A reviewer for the Dark Roasted Blend website wrote of Sullivan's short story "Stop-Motion": "Animation, dinosaurs, special effects, a little bit of murder mystery - not bad a combination, solid story in the pulp tradition."

Sullivan's short story "Under Glass" has received much attention. Lois Tilton wrote, "This is a story of friendship and the duty we owe to our friends." Reviewer Sandra Scholes said in a review of the November/December 2011 The Magazine of Fantasy & Science Fiction that the issue "gets straight to it with a tasty novelette, "Under Glass" by Tim Sullivan; who sees everything with a writer's vision of the future we have never known yet or at least until it is too late." Sam Tomaino, another reviewer of the same issue of F&SF, urgently wrote, "The fiction in the issue starts with "Under Glass" by Tim Sullivan... This was an imaginative, moving, wonderful novelette and one that will be on my Hugo short list for next year."

Sullivan's 2013 story "The Nambu Egg" received praise from the SF CrowsNest website: "'The Nambu Egg' by Tim Sullivan is definitely Science Fiction. It is set in the distant future when the Tachtrans Authority can beam people to a distant planet, Cet Four in this case. Adam Naraya has returned to Earth because he has a Nambu egg to sell to the head of a rich corporation, one Mr. Genzler. To tell more of the plot would be to ruin it for it's the kind of tale where things are slowly revealed. Rest assured that the length of this paragraph does not reflect the very high esteem I have for the story."

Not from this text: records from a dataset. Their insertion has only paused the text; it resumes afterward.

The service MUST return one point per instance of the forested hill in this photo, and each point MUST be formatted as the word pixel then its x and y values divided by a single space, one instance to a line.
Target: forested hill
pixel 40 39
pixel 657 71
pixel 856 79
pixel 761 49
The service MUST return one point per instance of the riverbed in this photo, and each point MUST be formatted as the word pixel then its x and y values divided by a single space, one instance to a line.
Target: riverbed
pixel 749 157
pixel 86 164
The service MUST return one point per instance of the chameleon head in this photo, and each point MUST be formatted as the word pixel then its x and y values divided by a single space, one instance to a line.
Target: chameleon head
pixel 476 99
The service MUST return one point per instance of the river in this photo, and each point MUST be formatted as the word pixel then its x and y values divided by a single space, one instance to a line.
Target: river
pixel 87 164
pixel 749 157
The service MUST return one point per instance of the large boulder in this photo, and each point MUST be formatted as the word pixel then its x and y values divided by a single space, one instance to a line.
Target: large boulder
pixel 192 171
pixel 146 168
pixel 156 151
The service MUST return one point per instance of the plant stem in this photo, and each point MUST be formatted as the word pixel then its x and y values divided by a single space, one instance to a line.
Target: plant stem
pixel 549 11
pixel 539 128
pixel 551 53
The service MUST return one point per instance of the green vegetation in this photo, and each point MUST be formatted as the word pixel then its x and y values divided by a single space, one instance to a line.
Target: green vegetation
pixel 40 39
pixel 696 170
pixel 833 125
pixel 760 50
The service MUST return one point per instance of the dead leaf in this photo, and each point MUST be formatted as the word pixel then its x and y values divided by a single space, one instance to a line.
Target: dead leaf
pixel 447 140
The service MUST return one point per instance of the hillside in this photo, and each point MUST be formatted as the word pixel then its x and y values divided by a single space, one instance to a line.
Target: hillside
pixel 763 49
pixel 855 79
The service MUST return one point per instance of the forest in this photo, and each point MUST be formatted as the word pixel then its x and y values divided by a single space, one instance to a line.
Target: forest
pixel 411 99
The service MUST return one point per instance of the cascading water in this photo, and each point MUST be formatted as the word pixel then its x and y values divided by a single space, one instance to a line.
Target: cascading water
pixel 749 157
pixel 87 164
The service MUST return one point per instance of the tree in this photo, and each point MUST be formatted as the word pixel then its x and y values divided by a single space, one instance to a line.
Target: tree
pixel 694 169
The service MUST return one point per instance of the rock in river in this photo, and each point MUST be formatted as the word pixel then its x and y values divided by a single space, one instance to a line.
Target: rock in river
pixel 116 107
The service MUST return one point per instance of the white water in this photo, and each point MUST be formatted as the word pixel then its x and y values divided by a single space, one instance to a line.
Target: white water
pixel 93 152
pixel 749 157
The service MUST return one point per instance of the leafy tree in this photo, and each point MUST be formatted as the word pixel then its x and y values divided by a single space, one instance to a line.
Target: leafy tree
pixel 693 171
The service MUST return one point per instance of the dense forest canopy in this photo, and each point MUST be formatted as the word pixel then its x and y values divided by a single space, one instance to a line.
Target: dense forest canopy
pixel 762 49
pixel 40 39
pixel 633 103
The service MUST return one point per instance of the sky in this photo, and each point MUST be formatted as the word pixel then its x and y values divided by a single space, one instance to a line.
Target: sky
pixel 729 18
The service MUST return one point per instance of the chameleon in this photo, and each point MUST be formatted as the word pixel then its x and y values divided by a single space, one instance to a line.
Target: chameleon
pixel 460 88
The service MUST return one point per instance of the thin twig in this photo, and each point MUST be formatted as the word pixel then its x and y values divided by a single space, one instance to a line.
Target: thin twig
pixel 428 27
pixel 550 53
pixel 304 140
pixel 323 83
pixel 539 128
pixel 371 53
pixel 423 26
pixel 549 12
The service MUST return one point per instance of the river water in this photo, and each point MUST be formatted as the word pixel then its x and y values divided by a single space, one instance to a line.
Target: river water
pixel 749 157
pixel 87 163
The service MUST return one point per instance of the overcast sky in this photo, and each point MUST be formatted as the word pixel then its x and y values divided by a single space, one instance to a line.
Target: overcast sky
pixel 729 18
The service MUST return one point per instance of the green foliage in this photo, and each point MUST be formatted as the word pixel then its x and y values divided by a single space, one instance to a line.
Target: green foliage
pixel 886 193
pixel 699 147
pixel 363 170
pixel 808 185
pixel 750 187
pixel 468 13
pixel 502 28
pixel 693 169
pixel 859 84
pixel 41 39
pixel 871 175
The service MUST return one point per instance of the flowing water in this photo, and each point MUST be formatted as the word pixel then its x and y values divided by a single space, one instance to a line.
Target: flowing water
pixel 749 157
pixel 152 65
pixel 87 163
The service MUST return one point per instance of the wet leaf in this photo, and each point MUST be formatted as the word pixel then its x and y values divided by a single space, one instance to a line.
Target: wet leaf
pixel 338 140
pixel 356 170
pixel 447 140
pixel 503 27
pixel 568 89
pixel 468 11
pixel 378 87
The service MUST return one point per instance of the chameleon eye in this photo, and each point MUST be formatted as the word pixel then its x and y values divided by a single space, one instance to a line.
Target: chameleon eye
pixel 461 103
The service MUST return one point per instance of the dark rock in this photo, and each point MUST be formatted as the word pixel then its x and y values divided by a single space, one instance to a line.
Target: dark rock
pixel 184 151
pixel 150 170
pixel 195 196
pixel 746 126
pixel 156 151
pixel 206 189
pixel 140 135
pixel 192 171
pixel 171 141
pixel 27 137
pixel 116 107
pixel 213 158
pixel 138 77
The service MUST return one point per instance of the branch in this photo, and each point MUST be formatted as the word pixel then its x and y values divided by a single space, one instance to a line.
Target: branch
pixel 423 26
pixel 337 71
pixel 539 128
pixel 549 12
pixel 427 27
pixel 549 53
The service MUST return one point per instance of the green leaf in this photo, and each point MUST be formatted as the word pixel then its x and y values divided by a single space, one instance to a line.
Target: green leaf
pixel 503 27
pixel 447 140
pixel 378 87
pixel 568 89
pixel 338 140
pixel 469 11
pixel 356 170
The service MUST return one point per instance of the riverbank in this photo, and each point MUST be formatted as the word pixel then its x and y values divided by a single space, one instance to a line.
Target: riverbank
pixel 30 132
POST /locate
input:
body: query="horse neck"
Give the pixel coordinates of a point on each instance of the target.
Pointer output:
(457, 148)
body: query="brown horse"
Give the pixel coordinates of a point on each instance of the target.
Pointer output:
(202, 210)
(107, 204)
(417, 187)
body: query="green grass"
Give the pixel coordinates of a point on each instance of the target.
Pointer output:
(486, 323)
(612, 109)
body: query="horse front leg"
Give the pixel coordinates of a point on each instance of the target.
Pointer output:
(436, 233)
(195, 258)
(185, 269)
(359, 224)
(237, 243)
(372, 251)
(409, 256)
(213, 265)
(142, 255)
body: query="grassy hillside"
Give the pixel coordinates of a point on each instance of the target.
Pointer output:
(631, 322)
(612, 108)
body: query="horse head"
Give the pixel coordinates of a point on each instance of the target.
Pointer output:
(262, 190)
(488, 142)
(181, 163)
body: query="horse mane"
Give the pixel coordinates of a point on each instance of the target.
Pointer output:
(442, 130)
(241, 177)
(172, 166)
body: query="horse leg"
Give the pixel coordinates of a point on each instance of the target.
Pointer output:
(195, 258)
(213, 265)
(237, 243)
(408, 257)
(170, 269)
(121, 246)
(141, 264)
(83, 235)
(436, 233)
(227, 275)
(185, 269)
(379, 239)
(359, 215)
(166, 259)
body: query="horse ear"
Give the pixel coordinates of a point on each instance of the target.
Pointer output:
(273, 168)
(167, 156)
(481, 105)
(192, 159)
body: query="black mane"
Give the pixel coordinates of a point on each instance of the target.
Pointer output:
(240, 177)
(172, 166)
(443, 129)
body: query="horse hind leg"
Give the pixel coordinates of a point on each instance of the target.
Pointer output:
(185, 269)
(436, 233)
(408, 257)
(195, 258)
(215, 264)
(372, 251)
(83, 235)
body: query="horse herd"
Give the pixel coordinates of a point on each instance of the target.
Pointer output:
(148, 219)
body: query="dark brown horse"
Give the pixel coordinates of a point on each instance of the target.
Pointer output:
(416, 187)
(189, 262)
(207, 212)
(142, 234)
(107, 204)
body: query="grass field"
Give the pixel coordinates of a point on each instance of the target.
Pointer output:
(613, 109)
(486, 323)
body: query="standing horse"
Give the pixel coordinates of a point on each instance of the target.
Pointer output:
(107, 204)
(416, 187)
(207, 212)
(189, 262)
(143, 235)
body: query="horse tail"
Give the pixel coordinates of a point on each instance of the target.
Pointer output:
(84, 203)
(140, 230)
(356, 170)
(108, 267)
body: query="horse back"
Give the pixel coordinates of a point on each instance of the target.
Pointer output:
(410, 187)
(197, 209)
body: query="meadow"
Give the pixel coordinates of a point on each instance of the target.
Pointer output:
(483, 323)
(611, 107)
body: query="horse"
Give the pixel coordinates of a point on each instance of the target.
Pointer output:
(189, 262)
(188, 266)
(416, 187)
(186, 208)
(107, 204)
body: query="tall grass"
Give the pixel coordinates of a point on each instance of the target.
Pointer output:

Colleen Chen, writing a review for Tangent magazine of "Through Mud One Picks a Way", said,
"Sullivan revisits a space and time he's written about before — a future in which main characters hail from Cet 4, a heavy-gravity planet tough to live on but with abundant natural resources. In this story, taking place on Earth, Uxanna Venz has been hired by a fellow named Hob to communicate with three Cetians whom he has illegally obtained and wants to use for his own benefit. The Cetians are amorphous, clammy creatures whose home is the bogs of Cet 4, and they communicate with Uxanna by touching her with squidlike tentacles they can form at will. Uxanna earns their trust at the same time as she feels guilty for doing so. They've been so abused on their home planet by humans encroaching on their territory, and she knows Hob can't have good intentions for them. There's more twists to the story, though, as Uxanna learns the truth about their appearance on Earth, and then unveils her own surprises as she tries to do what's best for the Cetians at the same time as earning her money.

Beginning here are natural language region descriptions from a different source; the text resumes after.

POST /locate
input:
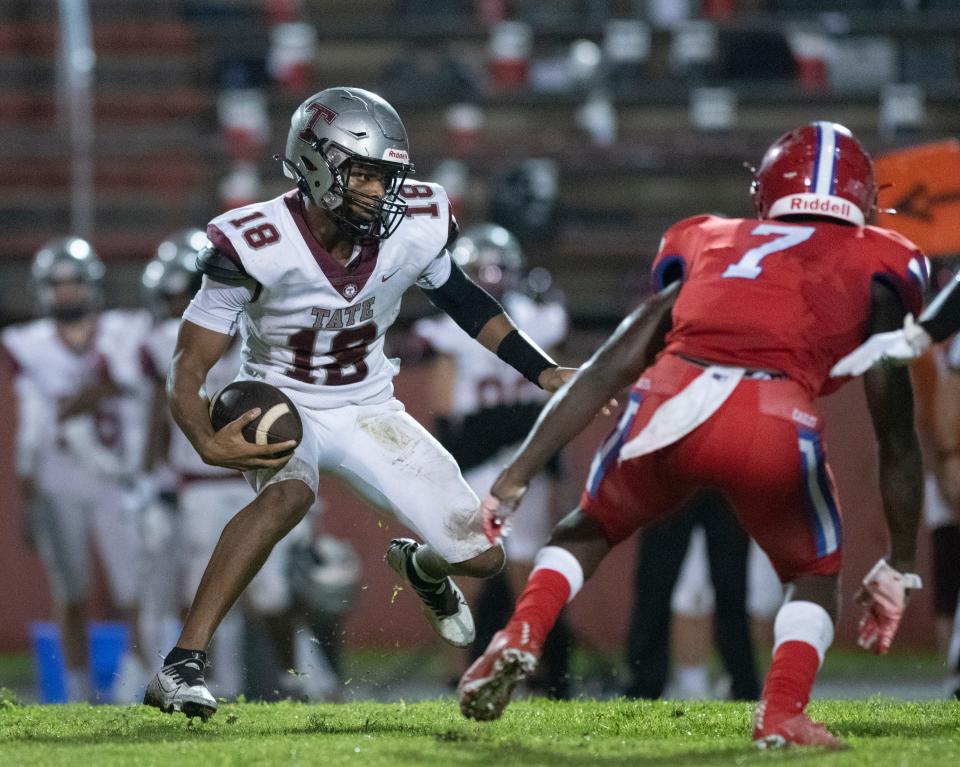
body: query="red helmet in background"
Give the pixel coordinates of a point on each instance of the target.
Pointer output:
(819, 169)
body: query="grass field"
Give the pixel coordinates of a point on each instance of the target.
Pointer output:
(532, 732)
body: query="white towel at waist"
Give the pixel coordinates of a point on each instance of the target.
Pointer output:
(685, 410)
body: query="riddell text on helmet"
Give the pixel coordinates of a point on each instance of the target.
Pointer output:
(820, 205)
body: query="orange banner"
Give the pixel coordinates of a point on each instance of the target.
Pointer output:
(925, 192)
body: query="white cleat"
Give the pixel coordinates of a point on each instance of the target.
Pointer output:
(443, 605)
(180, 687)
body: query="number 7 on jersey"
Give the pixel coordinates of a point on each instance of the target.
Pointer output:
(748, 267)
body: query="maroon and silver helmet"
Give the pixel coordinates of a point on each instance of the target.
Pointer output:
(492, 257)
(67, 276)
(171, 276)
(330, 134)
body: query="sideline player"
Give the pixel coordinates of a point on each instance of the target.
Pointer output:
(75, 447)
(313, 279)
(750, 315)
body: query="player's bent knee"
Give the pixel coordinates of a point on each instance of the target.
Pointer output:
(486, 564)
(285, 503)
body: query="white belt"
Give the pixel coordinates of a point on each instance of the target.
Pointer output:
(685, 411)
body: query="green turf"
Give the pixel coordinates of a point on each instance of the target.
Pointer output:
(532, 732)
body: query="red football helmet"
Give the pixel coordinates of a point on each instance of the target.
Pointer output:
(819, 169)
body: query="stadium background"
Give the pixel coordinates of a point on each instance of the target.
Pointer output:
(639, 124)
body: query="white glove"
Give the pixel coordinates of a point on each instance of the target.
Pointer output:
(884, 597)
(496, 521)
(901, 346)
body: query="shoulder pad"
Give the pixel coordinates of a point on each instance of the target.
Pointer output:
(218, 266)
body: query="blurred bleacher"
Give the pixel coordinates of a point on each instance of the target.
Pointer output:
(160, 153)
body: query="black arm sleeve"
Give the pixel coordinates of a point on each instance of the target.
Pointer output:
(220, 267)
(942, 318)
(470, 306)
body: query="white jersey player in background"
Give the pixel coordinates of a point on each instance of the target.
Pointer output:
(208, 496)
(484, 408)
(312, 280)
(78, 443)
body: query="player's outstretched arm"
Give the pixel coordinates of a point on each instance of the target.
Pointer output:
(939, 321)
(890, 401)
(617, 363)
(483, 318)
(197, 351)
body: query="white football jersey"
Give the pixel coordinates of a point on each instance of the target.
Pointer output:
(53, 371)
(158, 353)
(482, 379)
(313, 325)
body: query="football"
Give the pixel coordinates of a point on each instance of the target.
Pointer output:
(279, 420)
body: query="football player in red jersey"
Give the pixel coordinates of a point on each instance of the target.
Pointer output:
(749, 317)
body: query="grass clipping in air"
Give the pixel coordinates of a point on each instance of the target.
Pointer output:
(532, 732)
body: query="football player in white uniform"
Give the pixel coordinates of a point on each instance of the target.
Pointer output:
(485, 408)
(313, 279)
(208, 496)
(74, 444)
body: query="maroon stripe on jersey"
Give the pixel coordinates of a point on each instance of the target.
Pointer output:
(222, 243)
(349, 280)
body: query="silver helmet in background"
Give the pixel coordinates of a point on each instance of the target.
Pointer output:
(491, 256)
(331, 134)
(171, 277)
(67, 276)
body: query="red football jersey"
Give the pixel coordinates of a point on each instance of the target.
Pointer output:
(790, 297)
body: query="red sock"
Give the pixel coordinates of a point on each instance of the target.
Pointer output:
(790, 679)
(540, 604)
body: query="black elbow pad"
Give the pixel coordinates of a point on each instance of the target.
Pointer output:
(220, 267)
(469, 305)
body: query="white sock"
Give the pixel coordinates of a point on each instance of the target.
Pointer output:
(562, 561)
(803, 622)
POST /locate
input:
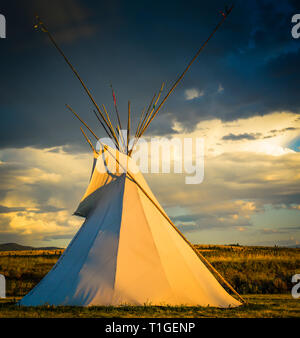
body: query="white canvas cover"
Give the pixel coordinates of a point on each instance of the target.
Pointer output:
(126, 252)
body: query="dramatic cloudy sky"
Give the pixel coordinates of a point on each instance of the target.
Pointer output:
(241, 96)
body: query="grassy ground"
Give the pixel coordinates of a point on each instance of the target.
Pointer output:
(261, 274)
(259, 306)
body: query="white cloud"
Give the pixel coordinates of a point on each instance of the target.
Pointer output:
(193, 93)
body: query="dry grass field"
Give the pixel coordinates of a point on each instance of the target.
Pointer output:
(261, 274)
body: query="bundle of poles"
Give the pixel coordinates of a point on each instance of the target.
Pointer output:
(122, 143)
(125, 144)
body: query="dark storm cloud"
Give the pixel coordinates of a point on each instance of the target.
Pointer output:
(137, 45)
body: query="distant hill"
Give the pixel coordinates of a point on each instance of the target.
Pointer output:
(18, 247)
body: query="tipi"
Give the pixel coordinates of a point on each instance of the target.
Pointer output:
(127, 251)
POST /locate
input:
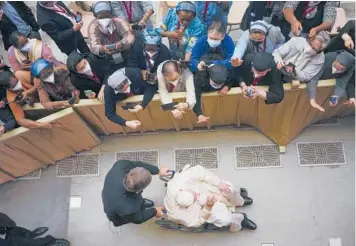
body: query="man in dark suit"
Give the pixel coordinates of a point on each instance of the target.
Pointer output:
(17, 16)
(260, 69)
(122, 192)
(12, 235)
(60, 24)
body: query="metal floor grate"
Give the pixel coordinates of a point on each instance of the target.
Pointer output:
(32, 176)
(257, 156)
(79, 165)
(148, 156)
(321, 154)
(326, 122)
(206, 157)
(199, 129)
(233, 127)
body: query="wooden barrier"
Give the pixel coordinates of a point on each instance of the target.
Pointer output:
(281, 122)
(23, 151)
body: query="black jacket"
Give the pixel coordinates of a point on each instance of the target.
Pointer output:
(82, 82)
(121, 206)
(7, 27)
(60, 29)
(6, 115)
(138, 87)
(137, 58)
(337, 43)
(273, 79)
(350, 89)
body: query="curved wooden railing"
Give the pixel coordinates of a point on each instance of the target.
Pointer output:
(25, 150)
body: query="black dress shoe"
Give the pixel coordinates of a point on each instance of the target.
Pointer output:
(148, 203)
(247, 201)
(247, 223)
(39, 231)
(243, 192)
(61, 242)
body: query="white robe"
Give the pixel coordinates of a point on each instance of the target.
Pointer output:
(201, 181)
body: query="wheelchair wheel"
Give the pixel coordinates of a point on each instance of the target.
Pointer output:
(169, 224)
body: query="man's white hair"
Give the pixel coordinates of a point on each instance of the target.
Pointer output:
(324, 39)
(184, 198)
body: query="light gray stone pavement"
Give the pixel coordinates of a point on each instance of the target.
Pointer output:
(294, 206)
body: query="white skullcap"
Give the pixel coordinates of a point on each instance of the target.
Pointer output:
(184, 198)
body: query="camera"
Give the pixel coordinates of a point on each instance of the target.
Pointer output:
(151, 78)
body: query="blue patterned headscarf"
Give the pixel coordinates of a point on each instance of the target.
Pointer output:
(38, 66)
(152, 36)
(186, 6)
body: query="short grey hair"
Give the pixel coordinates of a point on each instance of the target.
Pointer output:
(324, 38)
(137, 179)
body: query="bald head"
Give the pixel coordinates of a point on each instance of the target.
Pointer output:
(171, 70)
(137, 179)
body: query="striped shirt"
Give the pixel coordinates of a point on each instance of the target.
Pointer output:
(131, 11)
(329, 9)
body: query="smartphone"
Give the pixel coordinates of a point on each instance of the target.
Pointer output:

I've read one other story by Sullivan that takes place in this universe. I liked this one more — although maybe it's just that the author's particular style, which seems to develop both plot and characters mainly through dialogue, is growing on me. But this story has enough action to keep the story moving despite the lengthy dialogues, and thus it translates into a visual piece that I felt I could watch like a movie in my own head. The characters were likable, the world-building strong, and although the ending is left somewhat unresolved, it stops at a point which promises later continuation."

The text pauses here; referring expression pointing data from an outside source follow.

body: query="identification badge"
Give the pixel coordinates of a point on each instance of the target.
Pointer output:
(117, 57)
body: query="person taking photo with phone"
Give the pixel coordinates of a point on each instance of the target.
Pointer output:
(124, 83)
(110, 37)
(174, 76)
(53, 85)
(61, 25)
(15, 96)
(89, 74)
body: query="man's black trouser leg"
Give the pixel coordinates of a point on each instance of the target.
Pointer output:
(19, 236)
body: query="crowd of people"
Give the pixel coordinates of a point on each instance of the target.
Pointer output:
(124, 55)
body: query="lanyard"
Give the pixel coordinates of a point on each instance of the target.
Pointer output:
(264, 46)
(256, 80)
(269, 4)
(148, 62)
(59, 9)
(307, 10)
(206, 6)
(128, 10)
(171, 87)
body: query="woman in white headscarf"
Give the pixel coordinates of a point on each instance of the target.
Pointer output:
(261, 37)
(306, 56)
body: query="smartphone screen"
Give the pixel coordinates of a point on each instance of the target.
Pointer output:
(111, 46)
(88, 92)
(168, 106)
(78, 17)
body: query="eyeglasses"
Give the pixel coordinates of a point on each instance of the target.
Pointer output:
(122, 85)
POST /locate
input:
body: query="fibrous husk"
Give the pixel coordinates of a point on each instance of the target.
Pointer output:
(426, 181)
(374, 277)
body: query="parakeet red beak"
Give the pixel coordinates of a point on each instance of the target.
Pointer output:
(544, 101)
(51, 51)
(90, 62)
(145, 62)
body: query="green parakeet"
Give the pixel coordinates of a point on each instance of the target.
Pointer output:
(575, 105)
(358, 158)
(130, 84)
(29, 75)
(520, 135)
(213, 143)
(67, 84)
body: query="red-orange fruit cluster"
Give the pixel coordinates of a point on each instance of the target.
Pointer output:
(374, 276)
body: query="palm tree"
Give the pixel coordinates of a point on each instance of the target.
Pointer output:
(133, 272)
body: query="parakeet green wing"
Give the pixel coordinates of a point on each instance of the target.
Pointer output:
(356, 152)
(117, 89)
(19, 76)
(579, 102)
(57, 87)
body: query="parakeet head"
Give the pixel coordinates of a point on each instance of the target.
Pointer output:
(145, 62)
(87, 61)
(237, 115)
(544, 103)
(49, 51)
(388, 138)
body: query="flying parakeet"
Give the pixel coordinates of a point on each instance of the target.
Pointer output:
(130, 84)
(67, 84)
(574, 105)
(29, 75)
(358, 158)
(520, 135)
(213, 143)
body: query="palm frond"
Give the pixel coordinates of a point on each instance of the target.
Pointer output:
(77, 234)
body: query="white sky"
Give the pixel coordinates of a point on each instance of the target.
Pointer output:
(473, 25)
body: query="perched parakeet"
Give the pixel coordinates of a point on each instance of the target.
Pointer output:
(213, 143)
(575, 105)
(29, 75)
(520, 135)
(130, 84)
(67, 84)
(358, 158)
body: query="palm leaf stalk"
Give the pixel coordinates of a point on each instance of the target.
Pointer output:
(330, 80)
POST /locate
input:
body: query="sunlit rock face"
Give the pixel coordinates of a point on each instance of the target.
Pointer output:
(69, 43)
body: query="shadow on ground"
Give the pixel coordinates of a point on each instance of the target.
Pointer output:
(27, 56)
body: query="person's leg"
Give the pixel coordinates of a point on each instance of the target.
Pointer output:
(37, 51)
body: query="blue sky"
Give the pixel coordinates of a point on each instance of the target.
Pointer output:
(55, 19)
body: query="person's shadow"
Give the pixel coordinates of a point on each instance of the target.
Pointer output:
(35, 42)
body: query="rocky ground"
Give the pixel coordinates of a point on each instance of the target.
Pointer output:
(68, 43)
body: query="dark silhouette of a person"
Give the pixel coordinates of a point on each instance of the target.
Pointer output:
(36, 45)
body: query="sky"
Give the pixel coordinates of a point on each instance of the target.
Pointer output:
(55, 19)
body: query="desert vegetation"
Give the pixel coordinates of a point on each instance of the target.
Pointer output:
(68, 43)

Eamonn Murphy, writing for the SF Crowsnest, agreed:
"Through Mud One Picks A Way" by Tim Sullivan ... is genuine Science Fiction about three aliens from Cet Four who have been transported to Earth by a businessman for purposes unknown. He has hired Uxanna Venz to communicate with them by touch telepathy, which they do well. She worked on their home planet and is an expert on the species. A nice parable about colonialism with a couple of decent twists to keep you surprised. It was mostly written in dialogue with very little narration, but Sullivan managed to get all the background information across anyway. A neat trick."